Other Young Irelanders conspired to fill the gap left by Mitchel. For The Irish Tribune, the proprietors were scientist and physician, Thomas Antisell, who had a clinic, a lectureship in botany and was an assistant to the chemist Professor Robert Kane, and two medical students, Kevin O'Doherty and Richard Williams. It was published at 11 Trinity Street, Dublin, and printed by Denis Hoban. The first issue came out on 10 June 1848. Antisell helped with the funding (there were shareholders) and contributed articles. Williams' poetry had been published in The Nation and another contributor published in The Nation, John Savage, penned poems for the Tribune. The paper included a full-page memoir of John Mitchel, a republican manifesto, articles reporting on chartism the revolutionary fervour across Europe, and an advertisement for John Martin's imminent "successor" to The United Irishman, The Irish Felon. The Tribune itself was considered by many to be that successor, but in the second issue editors clarified this was not intended (orders for the Tribune had been sent to The United Irishmans office at 12 Trinity Street).

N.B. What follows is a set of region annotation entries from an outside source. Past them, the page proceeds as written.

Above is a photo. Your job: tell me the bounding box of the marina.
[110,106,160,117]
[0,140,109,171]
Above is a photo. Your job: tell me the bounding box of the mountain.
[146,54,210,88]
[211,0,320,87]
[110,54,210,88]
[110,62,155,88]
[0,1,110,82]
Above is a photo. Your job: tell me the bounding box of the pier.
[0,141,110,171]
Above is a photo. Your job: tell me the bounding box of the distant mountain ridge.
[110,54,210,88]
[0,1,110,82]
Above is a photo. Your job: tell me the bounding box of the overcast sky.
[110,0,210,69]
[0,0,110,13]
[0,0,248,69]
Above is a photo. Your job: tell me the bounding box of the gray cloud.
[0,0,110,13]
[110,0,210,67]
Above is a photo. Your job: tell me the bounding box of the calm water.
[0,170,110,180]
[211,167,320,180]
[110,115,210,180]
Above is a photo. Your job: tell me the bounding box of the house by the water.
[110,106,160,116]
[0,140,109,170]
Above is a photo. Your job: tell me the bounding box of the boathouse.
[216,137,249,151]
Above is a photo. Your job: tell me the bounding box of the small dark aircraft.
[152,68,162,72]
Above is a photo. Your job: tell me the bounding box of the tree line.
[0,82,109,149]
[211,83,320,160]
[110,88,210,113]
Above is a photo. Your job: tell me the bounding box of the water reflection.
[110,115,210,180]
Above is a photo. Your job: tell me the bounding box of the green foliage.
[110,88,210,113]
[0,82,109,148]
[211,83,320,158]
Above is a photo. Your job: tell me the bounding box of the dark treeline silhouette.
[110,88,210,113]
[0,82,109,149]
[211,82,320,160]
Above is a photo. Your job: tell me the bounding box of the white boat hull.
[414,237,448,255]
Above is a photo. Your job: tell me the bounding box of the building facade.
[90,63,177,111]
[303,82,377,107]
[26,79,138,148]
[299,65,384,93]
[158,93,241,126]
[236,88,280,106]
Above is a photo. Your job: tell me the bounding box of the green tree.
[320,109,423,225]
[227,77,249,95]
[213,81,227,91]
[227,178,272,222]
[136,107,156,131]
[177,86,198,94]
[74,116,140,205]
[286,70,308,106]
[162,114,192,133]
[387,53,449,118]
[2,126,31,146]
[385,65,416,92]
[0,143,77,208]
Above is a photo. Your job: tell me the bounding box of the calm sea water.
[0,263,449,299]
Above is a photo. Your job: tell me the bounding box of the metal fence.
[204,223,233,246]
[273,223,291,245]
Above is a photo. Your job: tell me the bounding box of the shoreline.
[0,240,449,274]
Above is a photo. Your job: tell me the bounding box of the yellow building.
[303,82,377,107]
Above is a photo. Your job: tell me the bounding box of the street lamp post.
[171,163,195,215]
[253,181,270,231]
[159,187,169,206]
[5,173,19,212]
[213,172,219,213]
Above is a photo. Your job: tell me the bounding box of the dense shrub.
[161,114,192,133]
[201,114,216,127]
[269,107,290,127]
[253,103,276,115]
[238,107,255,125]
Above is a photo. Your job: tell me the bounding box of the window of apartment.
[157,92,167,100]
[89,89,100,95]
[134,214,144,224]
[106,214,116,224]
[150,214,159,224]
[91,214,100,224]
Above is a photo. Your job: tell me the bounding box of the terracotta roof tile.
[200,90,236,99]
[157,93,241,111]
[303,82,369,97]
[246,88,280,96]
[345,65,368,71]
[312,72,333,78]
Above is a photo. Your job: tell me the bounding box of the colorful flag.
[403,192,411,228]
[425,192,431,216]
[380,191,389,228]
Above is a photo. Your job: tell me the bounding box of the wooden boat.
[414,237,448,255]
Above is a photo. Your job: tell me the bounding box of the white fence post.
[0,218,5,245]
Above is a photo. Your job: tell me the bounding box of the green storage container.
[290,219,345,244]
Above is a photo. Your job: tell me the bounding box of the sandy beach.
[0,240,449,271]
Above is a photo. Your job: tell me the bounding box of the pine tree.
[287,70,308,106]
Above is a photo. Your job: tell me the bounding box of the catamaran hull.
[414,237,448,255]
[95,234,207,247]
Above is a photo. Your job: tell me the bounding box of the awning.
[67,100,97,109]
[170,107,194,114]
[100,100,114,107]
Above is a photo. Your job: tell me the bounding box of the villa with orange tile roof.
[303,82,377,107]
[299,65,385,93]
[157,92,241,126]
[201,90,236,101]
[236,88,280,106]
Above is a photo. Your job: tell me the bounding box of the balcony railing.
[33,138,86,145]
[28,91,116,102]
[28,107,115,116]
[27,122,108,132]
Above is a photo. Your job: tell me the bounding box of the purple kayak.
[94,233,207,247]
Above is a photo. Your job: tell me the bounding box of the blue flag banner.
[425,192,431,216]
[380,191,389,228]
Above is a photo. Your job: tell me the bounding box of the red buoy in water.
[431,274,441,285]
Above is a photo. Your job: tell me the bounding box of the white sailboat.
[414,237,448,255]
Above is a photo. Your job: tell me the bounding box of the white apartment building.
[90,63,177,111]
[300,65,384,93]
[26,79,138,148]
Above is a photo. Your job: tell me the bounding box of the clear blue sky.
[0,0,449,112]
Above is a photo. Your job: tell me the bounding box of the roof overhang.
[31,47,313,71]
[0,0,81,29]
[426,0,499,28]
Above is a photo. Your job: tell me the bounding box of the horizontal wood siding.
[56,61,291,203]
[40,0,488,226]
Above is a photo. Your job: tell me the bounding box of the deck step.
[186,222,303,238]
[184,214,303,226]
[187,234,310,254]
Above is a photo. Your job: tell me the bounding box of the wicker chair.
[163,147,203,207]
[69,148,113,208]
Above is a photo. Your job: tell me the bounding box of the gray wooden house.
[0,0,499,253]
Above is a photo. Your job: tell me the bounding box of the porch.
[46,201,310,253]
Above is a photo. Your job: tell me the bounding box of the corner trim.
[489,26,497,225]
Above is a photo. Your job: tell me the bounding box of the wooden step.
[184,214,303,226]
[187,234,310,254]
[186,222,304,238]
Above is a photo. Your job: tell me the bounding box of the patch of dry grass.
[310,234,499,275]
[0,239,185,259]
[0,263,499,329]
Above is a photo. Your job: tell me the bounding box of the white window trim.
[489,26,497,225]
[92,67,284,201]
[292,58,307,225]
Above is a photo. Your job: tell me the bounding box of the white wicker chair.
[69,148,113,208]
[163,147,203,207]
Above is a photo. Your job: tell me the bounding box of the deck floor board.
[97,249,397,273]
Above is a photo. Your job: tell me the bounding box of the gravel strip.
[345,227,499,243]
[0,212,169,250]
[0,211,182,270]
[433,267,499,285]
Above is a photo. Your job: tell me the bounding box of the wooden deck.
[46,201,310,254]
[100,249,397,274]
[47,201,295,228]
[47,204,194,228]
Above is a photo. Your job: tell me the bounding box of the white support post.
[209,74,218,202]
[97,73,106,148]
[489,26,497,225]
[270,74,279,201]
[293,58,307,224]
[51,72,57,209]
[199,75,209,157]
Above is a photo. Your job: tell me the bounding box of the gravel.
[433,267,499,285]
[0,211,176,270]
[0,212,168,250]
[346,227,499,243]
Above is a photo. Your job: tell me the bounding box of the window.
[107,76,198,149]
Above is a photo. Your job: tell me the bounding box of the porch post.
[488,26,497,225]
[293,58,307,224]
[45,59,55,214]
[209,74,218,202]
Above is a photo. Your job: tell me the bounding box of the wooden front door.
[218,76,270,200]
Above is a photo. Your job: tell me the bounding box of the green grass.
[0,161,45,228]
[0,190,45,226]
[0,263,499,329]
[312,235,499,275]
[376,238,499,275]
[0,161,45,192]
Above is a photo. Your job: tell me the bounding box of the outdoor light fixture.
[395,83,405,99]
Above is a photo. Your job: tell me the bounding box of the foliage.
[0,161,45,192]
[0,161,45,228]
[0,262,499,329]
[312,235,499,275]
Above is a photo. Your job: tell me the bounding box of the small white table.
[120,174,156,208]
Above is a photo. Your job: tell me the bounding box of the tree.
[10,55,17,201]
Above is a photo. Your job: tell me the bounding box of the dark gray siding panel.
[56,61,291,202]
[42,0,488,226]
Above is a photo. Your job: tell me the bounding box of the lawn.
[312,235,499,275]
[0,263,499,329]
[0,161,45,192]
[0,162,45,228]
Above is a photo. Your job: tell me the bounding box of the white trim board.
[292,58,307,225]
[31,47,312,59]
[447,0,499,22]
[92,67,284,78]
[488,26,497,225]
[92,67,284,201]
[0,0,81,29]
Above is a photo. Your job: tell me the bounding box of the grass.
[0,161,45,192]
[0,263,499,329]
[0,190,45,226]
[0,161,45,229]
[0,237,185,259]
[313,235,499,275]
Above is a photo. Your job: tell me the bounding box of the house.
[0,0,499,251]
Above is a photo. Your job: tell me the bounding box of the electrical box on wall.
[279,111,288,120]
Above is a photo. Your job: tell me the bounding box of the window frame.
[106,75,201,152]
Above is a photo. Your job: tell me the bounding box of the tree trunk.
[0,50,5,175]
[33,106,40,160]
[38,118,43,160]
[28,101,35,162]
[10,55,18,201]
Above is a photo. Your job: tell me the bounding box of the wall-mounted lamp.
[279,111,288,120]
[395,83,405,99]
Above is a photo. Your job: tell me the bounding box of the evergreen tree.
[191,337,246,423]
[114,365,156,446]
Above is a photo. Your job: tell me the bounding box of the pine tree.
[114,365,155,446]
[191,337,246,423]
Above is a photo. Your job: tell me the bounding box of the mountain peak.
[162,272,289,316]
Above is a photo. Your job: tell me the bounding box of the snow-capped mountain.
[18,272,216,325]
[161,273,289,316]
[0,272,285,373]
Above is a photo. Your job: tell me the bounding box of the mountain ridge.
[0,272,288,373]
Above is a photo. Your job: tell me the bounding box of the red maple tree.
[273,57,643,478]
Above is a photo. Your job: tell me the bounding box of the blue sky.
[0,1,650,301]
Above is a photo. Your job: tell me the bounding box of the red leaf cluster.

The fifth issue was the last to be published, on 8 July 1848. Members of the House of Commons and the House of Lords remained exercised by threats from Irish Confederates and events associated with the famine. The Government took the type and proofs of the sixth issue and suppressed future publication. O'Doherty and Williams were arrested on 10 July, along with Martin. [The Nation was suppressed and had its type removed on 28 July]. After two failed trials, O'Doherty was convicted of the same crime as Mitchel on 30 October and sentenced to transportation to Van Diemen's Land for ten years, as was Martin. Williams was acquitted on 1 September. Antisell was sentenced to exile and imprisonment, but escaped arrest as a friend helped to secure a post as a surgeon on a US-bound ship; he and others, including Savage, arrived there in November.